Vensters van school moeten meer open
De onderwijsinspectie kondigde onlangs aan te gaan controleren of scholen aandacht besteden aan burgerschapsvorming. Volgens C. Giljam biedt burgerschapsvorming tal van kansen om de programma’s van toerusting en vorming in het reformatorisch onderwijs verder te ontwikkelen.
Burgerschapsvorming is een actueel thema, tegelijkertijd is het bepaald niet nieuw. Zo wordt in het onderwijs, zij het wellicht onder andere benamingen, zeker aandacht gegeven aan burgerschapsvorming. Welke school voor voortgezet onderwijs zal ontkennen dat men een pedagogische taak heeft naar jongeren toe? Zeker in het reformatorisch onderwijs is er een sterk bewustzijn dat het onderwijs een pedagogische opdracht heeft. Mede daardoor is er bijvoorbeeld veel aandacht voor de toerusting en vorming van onze leerlingen.Wat wel een extra dimensie is bij de discussie over burgerschapsvorming, is het gegeven dat sterk de nadruk wordt gelegd op maatschappelijke problemen, waarbij de school wordt aangesproken op de vraag wat hij hierin kan betekenen. Dit blijkt uit het doel van burgerschapsvorming zoals in de wet omschreven: „bevordering van actief burgerschap en sociale integratie.” Uit de toelichting hierop blijkt dat de minister er waarde aan hecht dat de sociale binding in de samenleving niet afneemt en dat burgers zich betrokken weten bij maatschappelijke verbanden en zich verantwoordelijk weten voor gemeenschapsbelangen.
Identiteit
Het is goed ons te realiseren dat deze doelstelling niet waardevrij is. Juist als reformatorisch onderwijs zullen we moeten erkennen dat burgerschapsvorming een directe relatie heeft met identiteit. Dan kan ons doel niet slechts zijn dat we onze jongeren goed voorbereiden op het democratisch burgerschap. Het gaat erom dat wij onze jongeren leren om als christen te functioneren in de samenleving en dat ze leren daarin te handelen vanuit Bijbelse waarden en normen. Het: „Gij zult liefhebben de Heere uw God met geheel uw hart (…) en de naaste als u zelf”, is ook bij de invulling van burgerschapsvorming richtinggevend. Ten diepste gaat het erom dat onze jongeren leren dat ze wel burgers zijn ín deze wereld, maar niet ván deze wereld.

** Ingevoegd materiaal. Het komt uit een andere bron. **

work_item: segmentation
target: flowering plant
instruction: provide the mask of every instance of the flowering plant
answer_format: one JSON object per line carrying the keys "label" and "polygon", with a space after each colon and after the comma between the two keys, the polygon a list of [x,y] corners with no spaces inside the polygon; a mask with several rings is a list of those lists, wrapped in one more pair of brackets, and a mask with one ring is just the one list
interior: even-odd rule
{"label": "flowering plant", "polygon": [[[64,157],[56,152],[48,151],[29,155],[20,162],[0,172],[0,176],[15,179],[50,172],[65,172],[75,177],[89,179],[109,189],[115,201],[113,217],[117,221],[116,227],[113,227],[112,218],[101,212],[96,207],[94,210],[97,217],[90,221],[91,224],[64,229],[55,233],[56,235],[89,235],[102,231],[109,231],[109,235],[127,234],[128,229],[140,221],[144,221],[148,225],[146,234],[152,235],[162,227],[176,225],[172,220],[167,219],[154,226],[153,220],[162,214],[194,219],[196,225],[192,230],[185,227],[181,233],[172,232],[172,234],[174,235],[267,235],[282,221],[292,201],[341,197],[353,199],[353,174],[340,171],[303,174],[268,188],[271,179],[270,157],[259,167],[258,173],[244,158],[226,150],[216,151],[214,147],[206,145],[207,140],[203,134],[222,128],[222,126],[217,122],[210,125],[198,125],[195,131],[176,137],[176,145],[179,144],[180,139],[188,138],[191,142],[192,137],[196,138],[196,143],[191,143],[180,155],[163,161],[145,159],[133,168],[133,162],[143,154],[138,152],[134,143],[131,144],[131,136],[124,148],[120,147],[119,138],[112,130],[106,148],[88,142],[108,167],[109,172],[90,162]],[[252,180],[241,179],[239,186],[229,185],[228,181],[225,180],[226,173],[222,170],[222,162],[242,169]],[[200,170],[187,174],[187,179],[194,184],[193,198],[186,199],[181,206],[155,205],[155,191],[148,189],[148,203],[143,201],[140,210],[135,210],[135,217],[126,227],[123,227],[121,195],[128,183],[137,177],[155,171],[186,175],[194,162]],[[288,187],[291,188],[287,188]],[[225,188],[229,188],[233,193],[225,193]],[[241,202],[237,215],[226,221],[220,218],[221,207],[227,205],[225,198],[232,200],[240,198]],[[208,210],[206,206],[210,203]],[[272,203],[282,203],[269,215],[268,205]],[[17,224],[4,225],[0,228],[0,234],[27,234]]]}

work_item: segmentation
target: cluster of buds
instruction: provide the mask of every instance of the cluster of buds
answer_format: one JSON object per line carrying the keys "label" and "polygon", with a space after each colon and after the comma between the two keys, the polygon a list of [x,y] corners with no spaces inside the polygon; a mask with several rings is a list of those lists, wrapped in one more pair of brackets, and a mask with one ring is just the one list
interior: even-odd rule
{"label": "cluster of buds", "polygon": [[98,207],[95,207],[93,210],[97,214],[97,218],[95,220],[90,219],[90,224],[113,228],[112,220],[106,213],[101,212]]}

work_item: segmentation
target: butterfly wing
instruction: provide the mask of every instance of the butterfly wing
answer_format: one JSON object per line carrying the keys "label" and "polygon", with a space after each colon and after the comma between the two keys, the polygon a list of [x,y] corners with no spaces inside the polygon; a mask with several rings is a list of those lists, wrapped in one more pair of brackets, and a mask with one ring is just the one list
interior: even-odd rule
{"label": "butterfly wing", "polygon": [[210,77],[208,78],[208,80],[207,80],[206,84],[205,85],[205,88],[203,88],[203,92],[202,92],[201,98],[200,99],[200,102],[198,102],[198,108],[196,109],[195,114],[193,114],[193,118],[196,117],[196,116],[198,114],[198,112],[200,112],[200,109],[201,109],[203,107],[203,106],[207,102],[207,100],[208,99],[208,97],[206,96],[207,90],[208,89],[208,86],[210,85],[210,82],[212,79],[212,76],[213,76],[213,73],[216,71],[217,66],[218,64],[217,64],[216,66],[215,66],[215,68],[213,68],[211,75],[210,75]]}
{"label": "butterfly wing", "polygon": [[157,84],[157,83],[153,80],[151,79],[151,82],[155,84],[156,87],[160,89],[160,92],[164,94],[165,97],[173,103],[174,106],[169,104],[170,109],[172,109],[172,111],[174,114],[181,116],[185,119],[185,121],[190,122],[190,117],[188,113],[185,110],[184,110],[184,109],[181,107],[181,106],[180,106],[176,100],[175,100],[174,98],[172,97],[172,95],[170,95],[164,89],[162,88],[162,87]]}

Tegelijkertijd moeten we de maatschappelijke problemen in de huidige pluriforme samenleving natuurlijk niet ontkennen. Mede als gevolg van het toegenomen individualisme is de vraag naar sociale cohesie terecht. Het dienen van de naaste is ook gericht op het welzijn van de ander, het gaat om het „bevorderen van het nut van onze naaste.” Hier ligt dus wel degelijk een taak voor de christelijke opvoeding en voor het onderwijs. Burgerschapsvorming biedt mijns inziens dan ook zeker kansen om onze programma’s van toerusting en vorming aan te scherpen en verder te ontwikkelen.
Maatschappelijke stages
Daarbij is het mijn overtuiging dat burgerschapsvorming niet alleen uit een boekje te leren valt. Het betekent dat de vensters van de school meer open moeten en dat leerlingen meer via buitenschoolse opdrachten op een actievere manier kennismaken met de ’wereld’ buiten school. Zo wordt op dit moment bijvoorbeeld binnen het Calvijn College nagedacht over maatschappelijke stages. Juist door het met anderen in contact komen en communiceren kan onderling respect ontstaan, wat uiteraard iets anders is dan het zich aanpassen aan de heersende waarden en normen. Het betekent overigens ook dat we als personeel goed zullen moeten weten wat er te koop is in de samenleving en in de verbanden waarin onze jongeren terechtkomen.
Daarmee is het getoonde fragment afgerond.